# reet



## Chiapas

Conversatie tussen twee tieners. De ene is bezig over een lijst namen uit een videogame die de andere niet kent.
"Je hebt Pvp en ook PvE, en RP en RP-Pvp ... Hé, zal ik jou die *reet* sms'en?" gaapte hij.
Wat betekent hier "reet"?

Bedankt!


----------



## Jogou

vreemde opmerking, misschien typisch taalgebruik voor jeugd.... maar "reet" is oud-nederlands voor "smalle opening" en wordt meestal gebruikt om iemands achterste aan te duiden ("culo" in het italiaans)

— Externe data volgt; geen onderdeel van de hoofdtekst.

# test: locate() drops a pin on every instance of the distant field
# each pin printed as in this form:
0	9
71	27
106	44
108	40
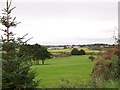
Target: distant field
69	50
75	68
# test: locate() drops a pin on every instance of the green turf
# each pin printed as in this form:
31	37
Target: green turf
75	68
69	50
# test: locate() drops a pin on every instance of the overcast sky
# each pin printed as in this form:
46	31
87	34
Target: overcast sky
66	21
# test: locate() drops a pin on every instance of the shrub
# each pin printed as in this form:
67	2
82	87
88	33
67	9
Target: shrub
75	51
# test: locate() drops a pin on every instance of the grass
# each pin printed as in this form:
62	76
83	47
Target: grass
74	67
69	50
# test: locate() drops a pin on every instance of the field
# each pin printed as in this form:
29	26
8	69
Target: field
69	50
75	68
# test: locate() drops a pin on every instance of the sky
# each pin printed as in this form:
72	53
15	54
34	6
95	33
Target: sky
66	22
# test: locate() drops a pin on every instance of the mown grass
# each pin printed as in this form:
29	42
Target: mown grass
70	49
74	67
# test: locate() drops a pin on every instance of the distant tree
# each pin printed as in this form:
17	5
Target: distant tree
75	51
40	53
92	58
81	52
15	72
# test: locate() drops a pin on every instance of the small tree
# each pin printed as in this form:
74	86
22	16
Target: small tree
81	52
75	51
15	72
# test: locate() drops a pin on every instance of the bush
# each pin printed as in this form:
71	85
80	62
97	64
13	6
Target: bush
91	57
81	52
75	51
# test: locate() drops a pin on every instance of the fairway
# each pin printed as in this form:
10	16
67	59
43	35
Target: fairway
75	68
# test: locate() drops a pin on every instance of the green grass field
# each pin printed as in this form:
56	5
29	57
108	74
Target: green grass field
70	49
75	68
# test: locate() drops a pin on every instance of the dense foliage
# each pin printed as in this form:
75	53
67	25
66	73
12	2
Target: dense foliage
75	51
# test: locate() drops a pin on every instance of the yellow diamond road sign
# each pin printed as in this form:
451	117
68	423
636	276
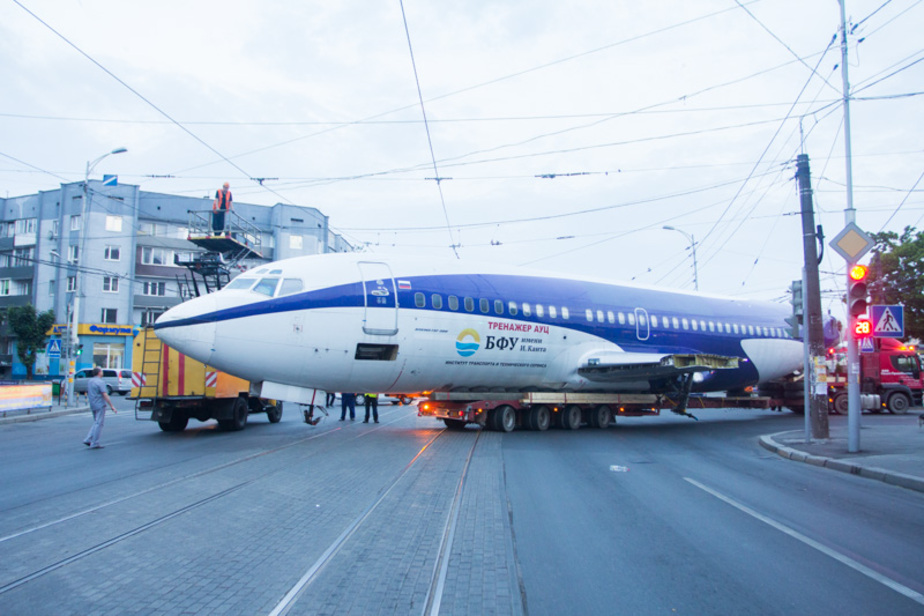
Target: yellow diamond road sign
852	243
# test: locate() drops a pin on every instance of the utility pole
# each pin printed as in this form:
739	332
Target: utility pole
816	386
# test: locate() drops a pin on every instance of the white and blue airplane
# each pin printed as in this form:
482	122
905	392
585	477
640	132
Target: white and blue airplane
363	322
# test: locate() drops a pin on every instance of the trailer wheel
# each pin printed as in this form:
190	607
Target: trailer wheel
274	412
570	417
538	417
840	403
238	416
505	418
600	416
898	403
177	423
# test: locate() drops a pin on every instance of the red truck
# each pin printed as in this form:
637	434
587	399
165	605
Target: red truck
891	371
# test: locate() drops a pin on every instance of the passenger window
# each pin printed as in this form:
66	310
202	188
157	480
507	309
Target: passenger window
290	286
266	286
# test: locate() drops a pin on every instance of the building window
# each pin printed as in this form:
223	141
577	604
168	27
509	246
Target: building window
110	284
25	225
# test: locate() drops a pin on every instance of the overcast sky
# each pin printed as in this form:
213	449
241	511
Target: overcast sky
566	134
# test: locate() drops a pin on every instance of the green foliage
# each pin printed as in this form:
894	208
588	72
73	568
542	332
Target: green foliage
30	329
897	275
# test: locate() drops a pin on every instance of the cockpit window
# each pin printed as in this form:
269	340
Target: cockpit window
241	282
266	286
290	286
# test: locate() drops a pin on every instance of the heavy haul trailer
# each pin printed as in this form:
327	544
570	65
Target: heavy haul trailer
539	411
170	388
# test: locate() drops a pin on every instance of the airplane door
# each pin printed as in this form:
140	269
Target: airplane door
381	307
641	324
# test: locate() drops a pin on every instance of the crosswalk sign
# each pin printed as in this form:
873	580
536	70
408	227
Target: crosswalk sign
888	321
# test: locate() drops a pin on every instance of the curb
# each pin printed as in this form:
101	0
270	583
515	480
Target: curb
24	417
870	472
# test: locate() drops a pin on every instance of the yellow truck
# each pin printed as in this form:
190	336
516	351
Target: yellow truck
170	388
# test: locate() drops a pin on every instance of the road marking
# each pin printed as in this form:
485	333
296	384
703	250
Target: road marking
870	573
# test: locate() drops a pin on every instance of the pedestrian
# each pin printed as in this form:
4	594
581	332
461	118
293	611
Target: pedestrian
220	205
347	401
99	400
371	401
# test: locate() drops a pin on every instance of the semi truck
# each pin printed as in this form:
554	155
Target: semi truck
171	388
891	370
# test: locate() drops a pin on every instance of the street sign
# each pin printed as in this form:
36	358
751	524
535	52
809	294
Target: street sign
888	321
852	243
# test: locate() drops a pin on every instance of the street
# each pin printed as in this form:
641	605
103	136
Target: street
659	515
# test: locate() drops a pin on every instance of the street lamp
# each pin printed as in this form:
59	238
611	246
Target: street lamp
692	249
84	221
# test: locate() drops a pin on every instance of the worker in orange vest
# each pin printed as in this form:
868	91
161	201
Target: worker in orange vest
220	205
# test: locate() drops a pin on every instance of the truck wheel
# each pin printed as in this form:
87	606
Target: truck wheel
274	412
898	403
570	417
238	416
840	403
505	418
177	423
538	417
454	424
600	416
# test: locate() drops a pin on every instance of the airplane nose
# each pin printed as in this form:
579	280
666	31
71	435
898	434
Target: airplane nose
188	328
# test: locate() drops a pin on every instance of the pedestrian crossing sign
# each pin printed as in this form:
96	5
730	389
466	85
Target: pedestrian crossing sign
888	321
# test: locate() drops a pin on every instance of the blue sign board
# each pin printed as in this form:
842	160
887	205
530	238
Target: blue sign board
888	321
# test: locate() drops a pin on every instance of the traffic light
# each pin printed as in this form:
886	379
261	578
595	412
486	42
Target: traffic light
857	292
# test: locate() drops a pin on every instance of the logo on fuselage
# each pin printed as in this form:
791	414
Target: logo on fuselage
468	342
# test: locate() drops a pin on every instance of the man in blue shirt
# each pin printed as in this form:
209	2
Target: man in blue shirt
99	399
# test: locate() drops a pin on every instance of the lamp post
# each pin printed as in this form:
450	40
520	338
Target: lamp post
81	242
692	249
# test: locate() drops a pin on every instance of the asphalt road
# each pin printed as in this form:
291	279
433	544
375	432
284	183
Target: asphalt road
654	516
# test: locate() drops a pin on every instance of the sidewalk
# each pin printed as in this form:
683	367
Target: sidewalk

in deze context is het me echter niet helemaal duidelijk

jogou


----------



## Chiapas

Dat dacht ik ook, maar hier past het niet...
Ik heb ook gedacht aan een mogelijk print-fout...
Ik ben al 40, en niet meer zo up-to-date met de jeugd-jargon


----------



## Kworb

Heb je nog iets meer context?

Het lijkt te gaan over World Of Warcraft, en onderdeel daarvan zijn "raids", maar ook het sms'en van een "raid" heeft weinig betekenis, zeker tegen iemand die het spel niet kent.


----------



## Chiapas

Ja, het gaat indeerdaad over Word of Warcraft


----------



## AllegroModerato

Ik zou zeggen dat het om een foto gaat.


----------



## bibibiben

Of misschien gaat het om het fonetisch geschreven 'rate'? In World of Warcraft heb je 'drop rates' en 'fire rates'. En op veel WoW-fora hebben posters het over hun 'rate' of 'personal rate'. Waarschijnlijk hangt het daarmee samen? Ik ben geen Wow-speler, dus ik doe maar 'n gooi ...


----------



## CapeGrysbok

Het zou ook een zéér vulgaire benaming voor een meisje kunnen zijn, cf. "Ik zal jou die kut leren kennen".


----------